TTIP & ISDS Konsultationsergebnisse beherzigen – Klageprivilegien zurückweisen

Die Ergebnisse des Konsultationsverfahrens der EU-Kommission zum Investitionsschutzkapitel und dem Investor-Staat-Schiedsgerichtsverfahren (ISDS) im geplanten Freihandelsabkommen der EU mit den USA (TTIP) zeigen zwei Dinge:

Erstens: Das Interesse an den Plänen zu TTIP ist europaweit groß. Noch nie war die Beteiligung an einem Konsultationsverfahren der EU-Kommission so intensiv. Wir begrüßen dieses große Interesse an dem Beteiligungsangebot der Europäischen Kommission. Die überdurchschnittliche Beteiligung ist Ausdruck des hohen Stellenwertes, welches die BürgerInnen dem Thema TTIP beimessen. Es ist nun wichtig, dass die politischen Institutionen sich sehr ernsthaft mit diesem Ergebnis auseinandersetzen und politische Schlussfolgerungen daraus ziehen.

Zweitens: Das Konsultationsergebnis zeigt, dass eine überwältigende Mehrheit der TeilnehmerInnen des Konsultationsverfahrens die Einführung von ISDS in TTIP grundsätzlich ablehnt. Obwohl die EU-Kommission eine grundsätzliche Stellungnahme zur Notwendigkeit von ISDS in TTIP gar nicht vorgesehen hatte, nutzten über 97 Prozent der TeilnehmerInnen die Möglichkeit, ihre grundsätzliche Ablehnung gegenüber ISDS im Rahmen von TTIP auszudrücken.

Wir als grüne Bundestagsfraktion hatten ebenfalls an der Konsultation teilgenommen. Wir teilen die Einschätzung der Mehrheit der Bürgerinnen und Bürger in Europa. Die von der EU-Kommission vorgelegten Vorschläge für ein Investitionsschutzkapitel in TTIP lehnen wir ab. Die Risiken von ISDS sind zu hoch. Ihr Nutzen für Staaten mit entwickelten Rechtssystemen ist nicht erkennbar. Es gibt kein überzeugendes Argument zur Aufnahme von ISDS in TTIP.

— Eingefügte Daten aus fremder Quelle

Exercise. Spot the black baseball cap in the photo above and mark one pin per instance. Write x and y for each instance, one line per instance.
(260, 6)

In unserem Antrag fordern wir die Bundesregierung auf, CETA und TTIP im Rat der EU abzulehnen, solange diese ISDS vorsehen.

Hintergrund

Am 27. März 2014 eröffnete die EU-Kommission ein Konsultationsverfahren zum Investitionsschutzkapitel und den ISDS im geplanten Freihandelsabkommen TTIP. Dem vorausgegangen war eine kontroverse öffentliche Debatte zu den Risiken der entsprechenden Regelungen. In der TTIP-Konsultation wurden Auszüge aus dem fast ausverhandelten Investitionsschutzkapitel des Freihandelsabkommens mit Kanada (CETA) veröffentlicht. Laut EU-Kommission sollte dieses als Grundlage für das entsprechende Kapitel in TTIP dienen.

Als das Verfahren am 13. Juli abgeschlossen wurde, hatte die Kommission fast 150.000 Teilnahmen verzeichnet. Rund 32.500 dieser Stellungnahmen kamen aus Deutschland. Nach Großbritannien und Österreich stellt dies den drittgrößten Beitrag an der Konsultation dar. Über 99 Prozent aller Stellungnahmen wurden von Einzelpersonen eingereicht. Außerdem beteiligten sich 569 Organisationen am Verfahren, darunter 180 Nichtregierungsorganisationen, 42 Gewerkschaften, 66 Handelsverbände sowie 60 Konzerne. Die Veröffentlichung der Ergebnisse wurde mehrfach vertagt und liegt nun vor.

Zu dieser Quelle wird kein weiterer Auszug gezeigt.